Twenty-six of the 43 Morningstar Canada fund indices had positive results for the month, including increases of more than 2% for 11 of the 22 equity fund categories.

The top-performing fund index in May was the one that measures the aggregate performance of funds in the U.S. small/mid cap equity category with a 4.9% increase for the month, followed closely by the index that tracks the U.S. equity category with 4.8%. While the S&P 500 Index of U.S. large-cap stocks did well with a 2.3% return for the month, currency effects had a bigger impact for Canadian investors as the U.S. dollar appreciated 2.7% versus the loonie.

“This marks the seventh straight month of gains for the S&P 500 and its longest streak of monthly gains since 2009,” said Morningstar fund analyst Vishal Mansukhani. “Some of the outperformance can be attributed to the increase in U.S. home sales, a higher-than-expected rise in manufacturing for the month, and the highest U.S. consumer sentiment level in nearly six years. But the main engine behind the strong rally in U.S. equities has been monetary policy easing.”

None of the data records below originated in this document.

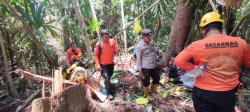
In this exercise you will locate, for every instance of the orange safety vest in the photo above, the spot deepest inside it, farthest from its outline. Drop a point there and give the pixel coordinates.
(223, 56)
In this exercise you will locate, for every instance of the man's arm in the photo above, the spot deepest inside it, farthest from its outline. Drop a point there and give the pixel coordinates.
(117, 48)
(182, 60)
(96, 55)
(246, 59)
(79, 53)
(68, 58)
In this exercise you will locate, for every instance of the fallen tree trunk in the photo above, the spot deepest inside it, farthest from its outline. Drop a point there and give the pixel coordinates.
(28, 100)
(28, 75)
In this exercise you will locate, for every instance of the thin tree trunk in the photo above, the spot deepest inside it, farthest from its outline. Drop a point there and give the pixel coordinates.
(11, 86)
(30, 32)
(65, 33)
(123, 26)
(179, 30)
(82, 27)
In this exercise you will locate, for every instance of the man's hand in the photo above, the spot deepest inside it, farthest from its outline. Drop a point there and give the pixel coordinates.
(98, 67)
(140, 74)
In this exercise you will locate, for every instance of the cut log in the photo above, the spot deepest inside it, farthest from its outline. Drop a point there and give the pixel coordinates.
(28, 75)
(28, 100)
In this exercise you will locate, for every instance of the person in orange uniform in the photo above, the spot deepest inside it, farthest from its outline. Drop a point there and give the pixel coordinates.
(214, 91)
(73, 54)
(104, 53)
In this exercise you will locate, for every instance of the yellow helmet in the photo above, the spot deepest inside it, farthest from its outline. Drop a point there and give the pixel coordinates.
(210, 18)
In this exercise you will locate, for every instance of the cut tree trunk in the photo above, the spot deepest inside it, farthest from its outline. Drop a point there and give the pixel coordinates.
(82, 27)
(11, 86)
(179, 30)
(28, 100)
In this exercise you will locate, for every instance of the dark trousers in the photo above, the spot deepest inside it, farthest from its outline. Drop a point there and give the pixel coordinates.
(214, 101)
(153, 73)
(107, 72)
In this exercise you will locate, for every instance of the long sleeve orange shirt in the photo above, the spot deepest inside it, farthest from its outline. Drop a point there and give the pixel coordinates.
(223, 56)
(108, 50)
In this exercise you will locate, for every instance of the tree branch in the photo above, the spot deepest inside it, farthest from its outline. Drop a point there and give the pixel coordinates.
(131, 22)
(30, 32)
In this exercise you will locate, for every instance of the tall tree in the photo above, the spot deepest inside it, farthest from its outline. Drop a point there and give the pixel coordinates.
(29, 30)
(123, 26)
(82, 27)
(179, 29)
(8, 77)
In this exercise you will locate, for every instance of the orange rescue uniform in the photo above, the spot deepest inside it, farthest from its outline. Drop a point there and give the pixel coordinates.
(108, 50)
(223, 56)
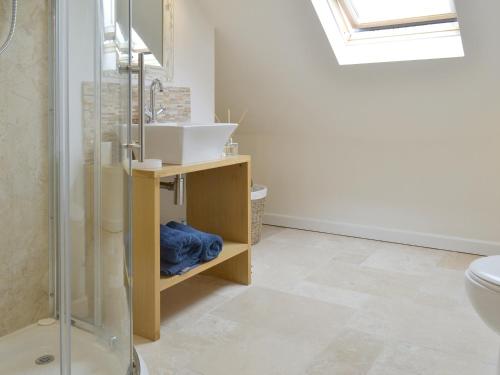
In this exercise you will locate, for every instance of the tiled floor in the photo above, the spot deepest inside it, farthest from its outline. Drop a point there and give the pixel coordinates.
(326, 305)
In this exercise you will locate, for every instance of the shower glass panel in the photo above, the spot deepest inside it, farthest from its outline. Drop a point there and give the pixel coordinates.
(98, 179)
(65, 115)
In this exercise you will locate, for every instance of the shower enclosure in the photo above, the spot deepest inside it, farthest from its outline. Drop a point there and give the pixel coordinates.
(65, 109)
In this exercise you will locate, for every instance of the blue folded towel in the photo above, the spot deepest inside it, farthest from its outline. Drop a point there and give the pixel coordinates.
(211, 243)
(178, 250)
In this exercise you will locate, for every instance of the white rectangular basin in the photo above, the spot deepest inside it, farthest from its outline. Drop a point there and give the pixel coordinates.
(178, 143)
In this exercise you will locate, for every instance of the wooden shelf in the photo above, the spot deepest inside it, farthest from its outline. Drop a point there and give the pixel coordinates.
(169, 170)
(217, 201)
(230, 250)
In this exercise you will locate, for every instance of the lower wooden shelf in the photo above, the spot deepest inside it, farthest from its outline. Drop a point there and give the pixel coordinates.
(217, 201)
(230, 250)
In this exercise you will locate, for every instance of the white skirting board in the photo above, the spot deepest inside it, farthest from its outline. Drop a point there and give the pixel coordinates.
(435, 241)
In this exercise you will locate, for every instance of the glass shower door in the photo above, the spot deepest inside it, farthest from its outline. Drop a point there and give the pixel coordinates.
(94, 117)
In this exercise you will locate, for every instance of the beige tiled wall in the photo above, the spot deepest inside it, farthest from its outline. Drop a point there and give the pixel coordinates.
(176, 100)
(24, 168)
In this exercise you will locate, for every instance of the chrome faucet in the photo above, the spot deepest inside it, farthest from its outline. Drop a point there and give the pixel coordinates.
(152, 113)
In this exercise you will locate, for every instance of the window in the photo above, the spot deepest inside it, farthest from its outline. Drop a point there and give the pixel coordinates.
(370, 31)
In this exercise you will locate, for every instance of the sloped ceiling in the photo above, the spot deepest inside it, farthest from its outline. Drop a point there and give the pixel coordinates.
(411, 147)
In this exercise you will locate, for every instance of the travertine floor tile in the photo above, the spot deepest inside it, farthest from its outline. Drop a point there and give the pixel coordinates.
(326, 305)
(407, 359)
(457, 261)
(351, 353)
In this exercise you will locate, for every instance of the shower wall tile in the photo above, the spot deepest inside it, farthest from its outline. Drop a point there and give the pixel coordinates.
(176, 100)
(24, 90)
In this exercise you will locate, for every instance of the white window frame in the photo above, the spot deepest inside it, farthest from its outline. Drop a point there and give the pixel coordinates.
(361, 46)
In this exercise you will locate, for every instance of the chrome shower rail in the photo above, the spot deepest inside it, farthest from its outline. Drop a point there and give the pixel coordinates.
(13, 19)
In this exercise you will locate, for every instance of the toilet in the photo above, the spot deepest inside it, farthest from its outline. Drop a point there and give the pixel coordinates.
(482, 282)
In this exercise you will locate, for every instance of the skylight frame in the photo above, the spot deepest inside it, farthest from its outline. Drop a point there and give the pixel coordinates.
(360, 22)
(364, 46)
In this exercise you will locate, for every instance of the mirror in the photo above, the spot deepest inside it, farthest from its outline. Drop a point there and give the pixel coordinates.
(153, 31)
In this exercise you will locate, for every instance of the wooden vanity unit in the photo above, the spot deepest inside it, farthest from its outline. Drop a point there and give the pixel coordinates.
(218, 201)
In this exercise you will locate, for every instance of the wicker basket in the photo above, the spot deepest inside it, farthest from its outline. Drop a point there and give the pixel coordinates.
(259, 194)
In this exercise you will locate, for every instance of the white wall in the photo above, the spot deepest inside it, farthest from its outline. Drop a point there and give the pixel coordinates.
(404, 152)
(194, 58)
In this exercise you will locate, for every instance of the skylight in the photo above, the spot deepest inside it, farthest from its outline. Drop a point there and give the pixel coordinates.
(370, 31)
(372, 13)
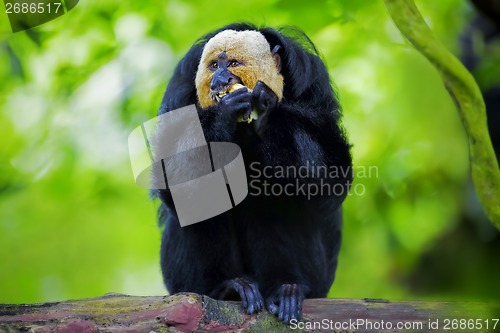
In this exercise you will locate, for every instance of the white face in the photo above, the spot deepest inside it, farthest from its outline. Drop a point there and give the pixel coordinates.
(256, 63)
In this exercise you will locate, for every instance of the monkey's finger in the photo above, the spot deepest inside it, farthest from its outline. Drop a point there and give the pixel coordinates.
(271, 306)
(294, 305)
(236, 285)
(257, 297)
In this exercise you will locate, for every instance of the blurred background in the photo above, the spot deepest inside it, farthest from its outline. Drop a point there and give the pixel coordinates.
(73, 224)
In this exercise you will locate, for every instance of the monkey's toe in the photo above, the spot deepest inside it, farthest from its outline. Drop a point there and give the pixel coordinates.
(287, 302)
(248, 290)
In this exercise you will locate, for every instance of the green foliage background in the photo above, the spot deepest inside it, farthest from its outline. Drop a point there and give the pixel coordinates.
(73, 224)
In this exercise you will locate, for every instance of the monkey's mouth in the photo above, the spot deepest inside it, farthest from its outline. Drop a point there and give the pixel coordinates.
(217, 95)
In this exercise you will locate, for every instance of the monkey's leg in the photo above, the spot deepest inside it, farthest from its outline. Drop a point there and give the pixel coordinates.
(247, 290)
(286, 303)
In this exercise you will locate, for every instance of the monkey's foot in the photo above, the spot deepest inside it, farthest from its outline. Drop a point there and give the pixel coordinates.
(249, 293)
(287, 302)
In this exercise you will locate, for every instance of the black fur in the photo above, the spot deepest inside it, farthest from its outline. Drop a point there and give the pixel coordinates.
(285, 245)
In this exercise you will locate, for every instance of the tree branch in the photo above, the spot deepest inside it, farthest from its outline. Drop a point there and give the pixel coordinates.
(192, 312)
(467, 96)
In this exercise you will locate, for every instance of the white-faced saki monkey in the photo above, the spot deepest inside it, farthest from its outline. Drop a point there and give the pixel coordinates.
(268, 91)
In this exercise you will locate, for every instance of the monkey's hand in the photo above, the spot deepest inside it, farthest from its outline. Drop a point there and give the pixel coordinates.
(236, 103)
(286, 303)
(246, 289)
(264, 99)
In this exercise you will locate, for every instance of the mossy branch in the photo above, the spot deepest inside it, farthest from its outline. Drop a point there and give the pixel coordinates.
(467, 96)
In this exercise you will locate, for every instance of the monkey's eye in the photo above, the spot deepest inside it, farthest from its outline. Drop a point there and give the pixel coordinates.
(213, 66)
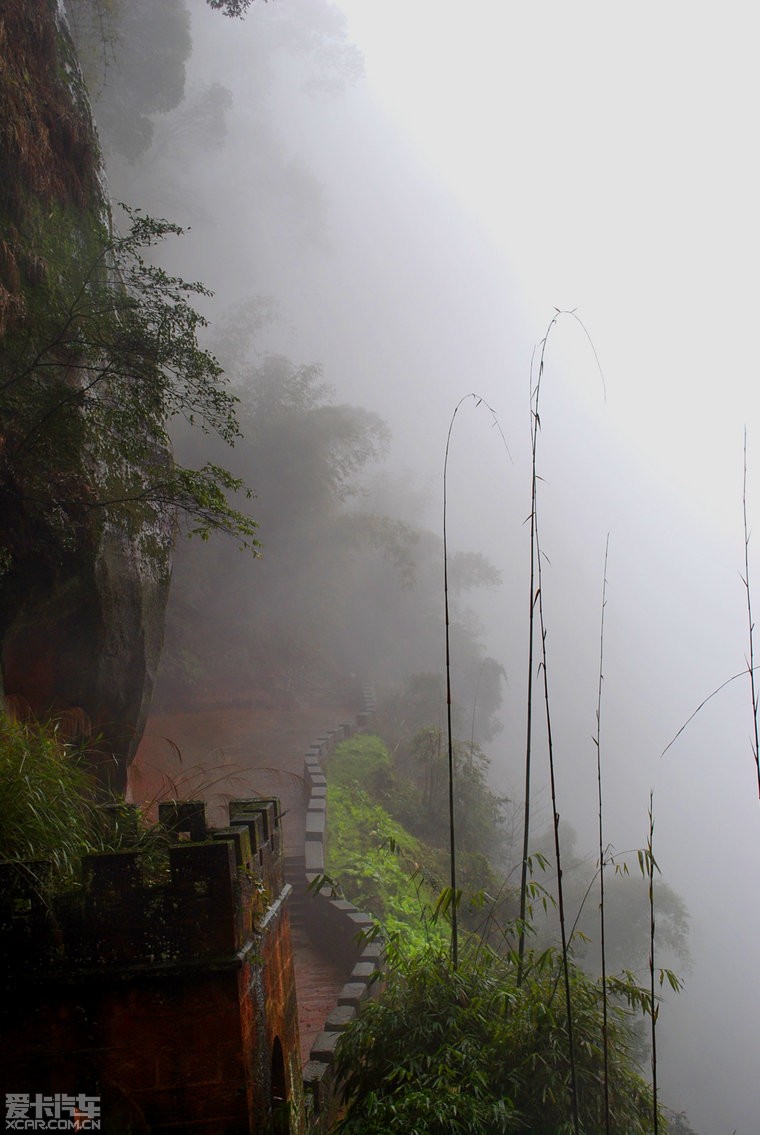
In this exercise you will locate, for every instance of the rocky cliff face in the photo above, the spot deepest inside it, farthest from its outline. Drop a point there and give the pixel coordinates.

Fund categories that rely on U.S. equities to a large extent were also among the top performers for May. The global small/mid cap equity fund index, of which U.S. stocks are the largest component, increased by 4.4% during the month, while the North American equity and global equity fund indices posted increases of 3.7% and 3.0%, respectively.

Funds that target the health care sector were also among the best performers, with an average increase of 4.3%. Most of the funds in the health care equity category hold the majority of their assets in U.S. stocks.

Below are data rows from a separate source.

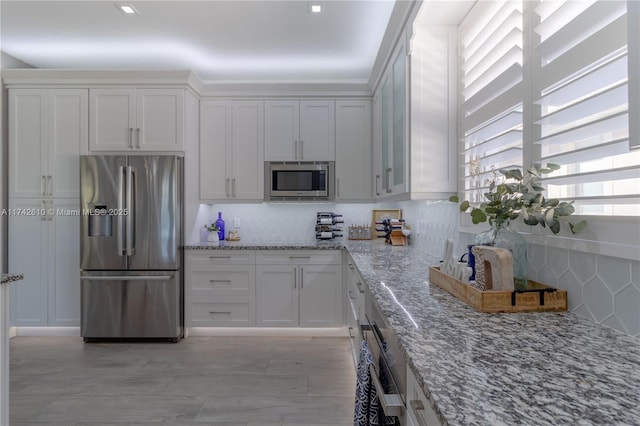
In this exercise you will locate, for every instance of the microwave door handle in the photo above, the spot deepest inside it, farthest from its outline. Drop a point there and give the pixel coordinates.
(121, 206)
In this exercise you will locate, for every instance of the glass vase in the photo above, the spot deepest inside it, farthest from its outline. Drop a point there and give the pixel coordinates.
(501, 236)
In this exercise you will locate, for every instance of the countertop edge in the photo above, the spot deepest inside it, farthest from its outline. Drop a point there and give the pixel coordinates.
(9, 278)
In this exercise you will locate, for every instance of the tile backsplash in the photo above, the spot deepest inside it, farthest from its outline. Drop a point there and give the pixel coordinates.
(602, 288)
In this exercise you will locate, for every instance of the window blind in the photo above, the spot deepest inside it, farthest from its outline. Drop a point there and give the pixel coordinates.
(582, 122)
(491, 69)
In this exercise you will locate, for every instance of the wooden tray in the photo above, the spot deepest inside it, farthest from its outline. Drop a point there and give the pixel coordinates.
(536, 298)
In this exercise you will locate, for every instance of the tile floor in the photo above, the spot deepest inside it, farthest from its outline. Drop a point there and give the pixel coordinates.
(217, 381)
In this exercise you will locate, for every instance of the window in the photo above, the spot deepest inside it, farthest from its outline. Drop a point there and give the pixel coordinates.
(559, 93)
(491, 48)
(582, 118)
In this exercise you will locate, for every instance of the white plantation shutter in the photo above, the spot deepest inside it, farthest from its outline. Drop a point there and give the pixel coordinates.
(491, 50)
(581, 86)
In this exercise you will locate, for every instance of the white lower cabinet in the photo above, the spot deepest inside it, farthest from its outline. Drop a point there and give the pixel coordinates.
(220, 289)
(44, 242)
(354, 306)
(299, 288)
(267, 288)
(419, 410)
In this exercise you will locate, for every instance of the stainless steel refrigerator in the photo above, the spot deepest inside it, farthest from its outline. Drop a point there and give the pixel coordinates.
(131, 247)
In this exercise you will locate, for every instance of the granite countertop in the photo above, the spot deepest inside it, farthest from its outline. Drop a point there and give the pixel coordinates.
(269, 245)
(501, 369)
(9, 278)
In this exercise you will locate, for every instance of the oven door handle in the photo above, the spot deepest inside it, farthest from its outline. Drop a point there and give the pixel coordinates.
(392, 404)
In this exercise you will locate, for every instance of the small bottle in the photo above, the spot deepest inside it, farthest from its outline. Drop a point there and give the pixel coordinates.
(220, 223)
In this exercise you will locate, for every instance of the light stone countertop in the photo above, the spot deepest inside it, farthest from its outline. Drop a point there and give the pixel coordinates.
(501, 369)
(287, 244)
(9, 278)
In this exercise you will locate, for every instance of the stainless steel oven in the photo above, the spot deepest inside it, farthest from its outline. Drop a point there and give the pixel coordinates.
(299, 180)
(389, 369)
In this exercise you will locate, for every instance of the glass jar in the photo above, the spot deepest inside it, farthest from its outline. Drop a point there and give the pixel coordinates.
(501, 236)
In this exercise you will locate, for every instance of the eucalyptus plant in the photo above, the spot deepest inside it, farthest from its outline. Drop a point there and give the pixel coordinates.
(521, 194)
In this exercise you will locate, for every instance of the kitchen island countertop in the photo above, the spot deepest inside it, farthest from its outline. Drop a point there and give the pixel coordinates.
(269, 245)
(476, 368)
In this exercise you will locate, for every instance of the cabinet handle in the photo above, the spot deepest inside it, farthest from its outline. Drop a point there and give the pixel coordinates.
(389, 180)
(43, 209)
(418, 408)
(301, 277)
(295, 278)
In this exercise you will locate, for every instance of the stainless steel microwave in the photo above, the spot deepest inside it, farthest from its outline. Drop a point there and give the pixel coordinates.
(299, 180)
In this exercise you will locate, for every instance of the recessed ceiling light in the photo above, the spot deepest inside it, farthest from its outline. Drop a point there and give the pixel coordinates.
(127, 9)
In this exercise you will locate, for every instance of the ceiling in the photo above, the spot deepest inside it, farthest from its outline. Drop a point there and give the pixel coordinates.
(239, 40)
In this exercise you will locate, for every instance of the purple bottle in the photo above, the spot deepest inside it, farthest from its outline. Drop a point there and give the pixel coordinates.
(220, 223)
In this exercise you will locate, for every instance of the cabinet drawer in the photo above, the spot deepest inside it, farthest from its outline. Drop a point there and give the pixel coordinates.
(221, 281)
(419, 408)
(220, 257)
(299, 257)
(221, 312)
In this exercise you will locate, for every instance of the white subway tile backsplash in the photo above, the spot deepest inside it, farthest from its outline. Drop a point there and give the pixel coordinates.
(598, 286)
(598, 299)
(627, 309)
(583, 265)
(558, 260)
(616, 273)
(569, 282)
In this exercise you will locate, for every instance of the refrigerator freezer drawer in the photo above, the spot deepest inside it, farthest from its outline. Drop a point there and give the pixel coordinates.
(127, 305)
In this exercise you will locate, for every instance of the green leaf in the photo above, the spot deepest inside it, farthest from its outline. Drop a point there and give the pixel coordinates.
(478, 216)
(553, 166)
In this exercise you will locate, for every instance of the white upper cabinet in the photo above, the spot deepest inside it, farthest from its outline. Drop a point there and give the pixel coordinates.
(390, 121)
(231, 150)
(136, 119)
(300, 130)
(415, 116)
(48, 128)
(353, 150)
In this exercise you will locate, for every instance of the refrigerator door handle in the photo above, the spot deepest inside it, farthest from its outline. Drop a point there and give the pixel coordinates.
(126, 278)
(121, 206)
(130, 209)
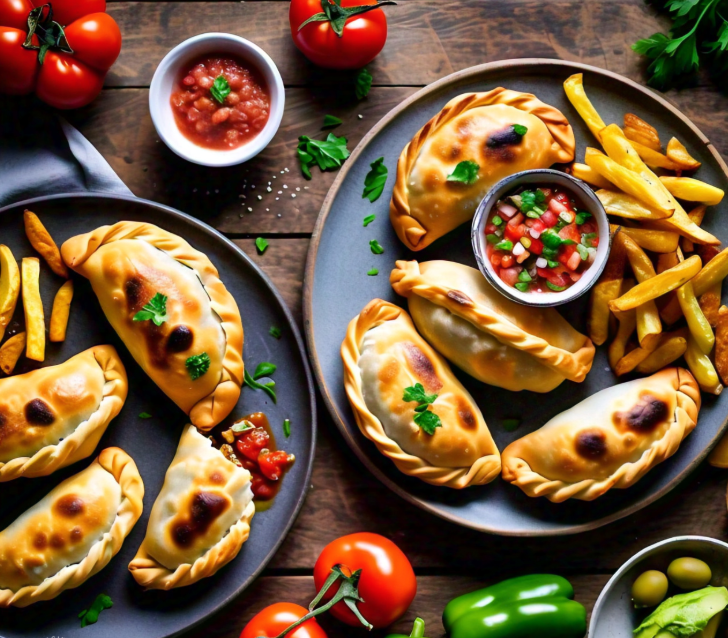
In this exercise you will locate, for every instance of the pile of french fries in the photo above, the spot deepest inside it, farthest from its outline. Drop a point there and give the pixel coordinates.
(677, 267)
(24, 282)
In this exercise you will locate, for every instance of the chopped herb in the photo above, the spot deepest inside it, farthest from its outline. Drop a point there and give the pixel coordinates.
(220, 89)
(156, 310)
(465, 172)
(330, 121)
(197, 365)
(375, 180)
(91, 615)
(363, 84)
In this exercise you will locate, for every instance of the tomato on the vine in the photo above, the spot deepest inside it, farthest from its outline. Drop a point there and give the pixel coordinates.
(339, 34)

“Health care has been one of the best-performing sectors in the United States this year. These companies have been cutting costs, and there is speculation of an expansion in insurance programs that will ultimately benefit the sector. Estimates from the Congressional Budget Office indicate that President Obama’s health care legislation may extend insurance over the next decade to approximately 27 million people who are currently uninsured,” Mansukhani said.

After dipping into negative territory in April, all five fund indices that track Canadian equity categories posted increases last month. The best performers were Canadian focused small/mid cap equity and Canadian focused equity, up 3.5% and 2.8%, respectively, while Canadian equity, Canadian small/mid cap equity, and Canadian dividend & income equity increased by 2.0%, 1.9%, and 0.9%, respectively.

After six consecutive months among the best performers, the Japanese equity fund index ranked near the bottom with a 4.6% decrease. Though Japan’s Nikkei 225 Index only lost 0.6% in local currency terms, the Japanese yen depreciated considerably versus other major currencies.

“Recent concerns about a slowdown in China detracted from the performance of Japanese equities in May,” Mansukhani said.